In the search for a clandestine grave, forensic anthropologists should be part of a team of experts who look for changes in the surrounding environment that tell them the area has been disturbed. This team is always under the direction of the law enforcement agency in charge of the case, so that the inquiry is not compromised by well-meaning, but uninformed, volunteers arriving at a scene to help.
Naturally, a disturbance in the environment does not necessarily mean that a grave has been discovered. So, what are some of the clues to look for in finding a clandestine grave? When someone digs a hole, the site is changed in predictable ways, depending on environmental circumstances. For instance, the changes to a grave over time in very wet environments will be different than those in very dry environments. In any environment, plants within the hole are destroyed as the root system is compromised. Plants under the dirt thrown from the hole will be damaged, but they will usually recover relatively quickly from the insult. If the ground had previously been completely undisturbed, the layers of dirt are predictable, in that the more organic layers (those formed by the decomposition of plant materials) are close to the surface, while the rockier layers are deeper. When the dirt is removed, those layers are mixed, so that when the dirt is placed back into the hole, the layers no longer exist. In addition, often the lighter layers (less organically rich) will show on the surface. The ground is often mounded if the perpetrator wants to return all of the dirt back to the hole, and it will become quickly depressed after precipitation compacts the soil within the grave, particularly if the perpetrator left the surface flat. So, for starters, one would look for damaged plants or bare ground and either mounded or depressed ground with the layers mixed — which is determined when a small test trench is dug into the suspected grave.

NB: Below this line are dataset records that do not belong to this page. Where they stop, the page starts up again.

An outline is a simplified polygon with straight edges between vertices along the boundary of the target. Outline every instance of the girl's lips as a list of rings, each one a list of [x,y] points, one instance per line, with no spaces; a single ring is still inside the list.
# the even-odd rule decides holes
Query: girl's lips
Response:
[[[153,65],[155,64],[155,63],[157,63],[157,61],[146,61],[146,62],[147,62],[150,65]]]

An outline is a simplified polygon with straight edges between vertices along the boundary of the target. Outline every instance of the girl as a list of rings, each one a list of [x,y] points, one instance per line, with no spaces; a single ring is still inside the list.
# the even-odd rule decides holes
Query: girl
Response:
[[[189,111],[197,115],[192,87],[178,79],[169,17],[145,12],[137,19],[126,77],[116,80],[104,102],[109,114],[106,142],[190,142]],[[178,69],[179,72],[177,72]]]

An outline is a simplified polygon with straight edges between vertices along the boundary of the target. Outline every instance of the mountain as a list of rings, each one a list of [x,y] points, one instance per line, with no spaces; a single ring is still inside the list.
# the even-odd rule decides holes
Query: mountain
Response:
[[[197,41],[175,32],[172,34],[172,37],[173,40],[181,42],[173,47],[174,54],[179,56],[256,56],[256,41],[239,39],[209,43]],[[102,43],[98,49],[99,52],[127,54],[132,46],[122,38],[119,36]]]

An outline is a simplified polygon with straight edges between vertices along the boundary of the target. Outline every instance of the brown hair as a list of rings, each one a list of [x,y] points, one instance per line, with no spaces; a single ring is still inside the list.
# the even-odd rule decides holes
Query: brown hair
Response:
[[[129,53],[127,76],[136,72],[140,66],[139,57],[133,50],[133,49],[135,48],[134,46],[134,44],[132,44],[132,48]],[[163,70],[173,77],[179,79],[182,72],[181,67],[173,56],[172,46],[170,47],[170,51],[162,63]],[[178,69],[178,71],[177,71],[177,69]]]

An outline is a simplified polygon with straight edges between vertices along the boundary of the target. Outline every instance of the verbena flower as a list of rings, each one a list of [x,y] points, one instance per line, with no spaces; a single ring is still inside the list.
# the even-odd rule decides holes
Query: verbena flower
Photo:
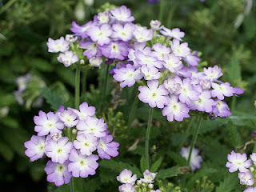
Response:
[[[249,172],[248,168],[251,166],[251,160],[248,159],[246,154],[241,154],[240,153],[235,153],[231,151],[230,154],[227,155],[228,162],[226,164],[226,167],[229,168],[230,173],[235,172],[239,170],[240,172]]]

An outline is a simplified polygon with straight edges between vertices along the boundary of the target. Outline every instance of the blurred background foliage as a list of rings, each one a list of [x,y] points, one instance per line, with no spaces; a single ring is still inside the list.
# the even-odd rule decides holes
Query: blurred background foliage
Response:
[[[254,130],[256,130],[254,106],[256,99],[256,2],[253,0],[206,0],[204,2],[162,0],[157,3],[148,3],[146,0],[0,0],[0,178],[2,187],[8,186],[10,191],[18,189],[18,191],[34,191],[35,189],[46,191],[43,170],[46,160],[30,162],[24,154],[23,143],[34,134],[33,117],[39,110],[57,110],[61,104],[72,106],[74,84],[74,71],[58,63],[57,54],[47,52],[46,42],[49,37],[56,39],[70,34],[72,21],[82,25],[91,20],[106,2],[117,6],[126,5],[131,10],[135,22],[142,26],[149,26],[150,20],[159,19],[168,28],[180,28],[186,33],[183,40],[191,49],[202,53],[202,66],[220,66],[224,74],[222,81],[245,90],[240,98],[233,97],[227,101],[234,116],[202,122],[196,146],[202,150],[205,161],[193,178],[192,175],[189,176],[190,180],[187,184],[188,191],[209,192],[214,186],[214,190],[219,192],[239,191],[235,190],[238,184],[236,176],[227,174],[225,163],[226,154],[231,150],[251,152],[254,149],[253,145],[243,148],[246,142],[254,141]],[[26,90],[18,92],[18,95],[14,94],[24,83],[17,78],[27,74],[32,78],[28,80]],[[87,87],[87,92],[82,92],[82,100],[98,109],[102,107],[100,82],[103,76],[104,69],[94,70],[87,73],[86,83],[82,82]],[[98,81],[95,81],[96,78]],[[121,143],[121,153],[114,162],[102,162],[98,176],[86,180],[87,186],[98,183],[98,186],[90,191],[101,191],[103,187],[105,191],[117,191],[115,178],[122,169],[130,166],[138,174],[140,174],[138,167],[143,170],[142,161],[138,162],[138,158],[144,153],[147,119],[145,111],[148,111],[148,107],[139,102],[132,129],[127,130],[134,91],[127,88],[121,90],[111,77],[108,85],[108,94],[103,101],[104,110],[98,115],[107,119],[115,140]],[[124,100],[124,95],[130,97]],[[38,98],[41,98],[40,102]],[[161,158],[161,166],[160,164],[158,166],[162,169],[184,166],[184,159],[178,152],[182,145],[190,145],[195,117],[182,123],[167,123],[159,113],[154,111],[150,138],[152,163],[158,160],[159,163]],[[119,162],[118,169],[110,171],[113,165],[117,167],[116,162]],[[170,176],[168,173],[162,174],[167,176],[162,177],[163,180],[159,185],[166,185],[166,178]],[[178,183],[178,179],[170,181]],[[202,186],[204,188],[200,189]],[[52,190],[50,186],[48,190]]]

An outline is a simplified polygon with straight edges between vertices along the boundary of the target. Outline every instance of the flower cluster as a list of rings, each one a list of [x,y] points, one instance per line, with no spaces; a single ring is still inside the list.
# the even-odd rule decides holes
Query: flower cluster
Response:
[[[182,147],[180,154],[188,160],[190,155],[190,146],[188,147]],[[202,161],[202,156],[198,155],[199,150],[194,148],[191,152],[190,165],[191,166],[192,170],[195,170],[196,169],[199,169],[201,167],[201,162]]]
[[[239,170],[240,184],[248,186],[244,192],[256,191],[256,153],[253,153],[250,157],[250,159],[247,159],[246,154],[241,154],[232,150],[230,154],[227,155],[228,162],[226,164],[230,173]]]
[[[97,118],[95,107],[83,102],[79,110],[63,106],[56,113],[40,110],[34,116],[37,135],[24,143],[31,162],[46,154],[47,181],[59,186],[72,177],[87,178],[95,174],[97,160],[118,155],[119,143],[112,142],[103,118]],[[97,153],[96,153],[97,150]]]
[[[150,191],[161,192],[160,190],[154,190],[154,180],[158,173],[151,173],[148,170],[143,173],[144,178],[138,180],[137,174],[130,170],[123,170],[117,177],[117,180],[122,183],[119,186],[120,192]]]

If a significant period of time elapses between the time of burial and the time of the search, plants will begin to colonize the disturbed area. Again, environmental circumstances have an influence here. For instance, the plants in a wet environment may colonize the grave within a season while a grave in an arid environment may remain relatively bare for years. Even smaller environmental differences, such as the seasons of the year or whether the grave is on a north slope or a south slope, will influence the colonization rate. Often the plants that initially invade the disturbed area are the same plants that invade other disturbed areas in the vicinity — such as road cuts or overgrazed areas — and frequently they will be different species from those in surrounding, undisturbed areas. These new, colonizing plants can include many species — such as thistle, cheat grass, and kudzu — that are able to root quickly because the soil in the grave has recently been aerated.
Because the soil in the grave is aerated, it is less dense than in the surrounding area. Therefore, methods such as ground penetrating radar, infrared detection, and electromagnetic techniques may be of some help in finding an area after the surface indicators are fading. Even though years may have passed since a body was buried, the soil within a grave can remain less dense and can have different conductivity values than the surrounding soil.
Additional search techniques may be used as well, depending on environmental situations and on the experts who are available in the area. For instance, highly trained detection dogs may be used to assist in locating remains. However, the standard pedestrian search is the technique most often used. Searchers, who are experienced in recognizing the clues, walk an area in a straight line in a way that the area searched by their eyes overlaps the area searched by the individuals walking next to them. If one person sees a clue, the entire line stops until that area is flagged for further investigation or until the item or area is determined to be insignificant.
Obviously, great care must be used in recovering remains from a grave. Exhuming the body destroys the context within the grave, so one must be proficient in recording all of the bits of evidence, including the precise locations of evidence. All of this seems obvious, but there are countless examples of law enforcement agents, and even archaeologists and physical anthropologists, moving too quickly through a grave exhumation and missing important contextual information.
Modified archaeological techniques are often used to accomplish this task. Archaeologists usually establish a grid system over an area to be excavated and often over an area where remains were scattered on the surface. The excavation takes place within each grid (usually 1 meter square), and all of the dirt removed from each level within the grid is screened. In this way, even if the archaeologists miss an item in situ (in its original location), at least some locational information will be recovered as it is screened. As each item is uncovered, it is given a number, its location is mapped (using vertical and horizontal coordinates), and it is photographed.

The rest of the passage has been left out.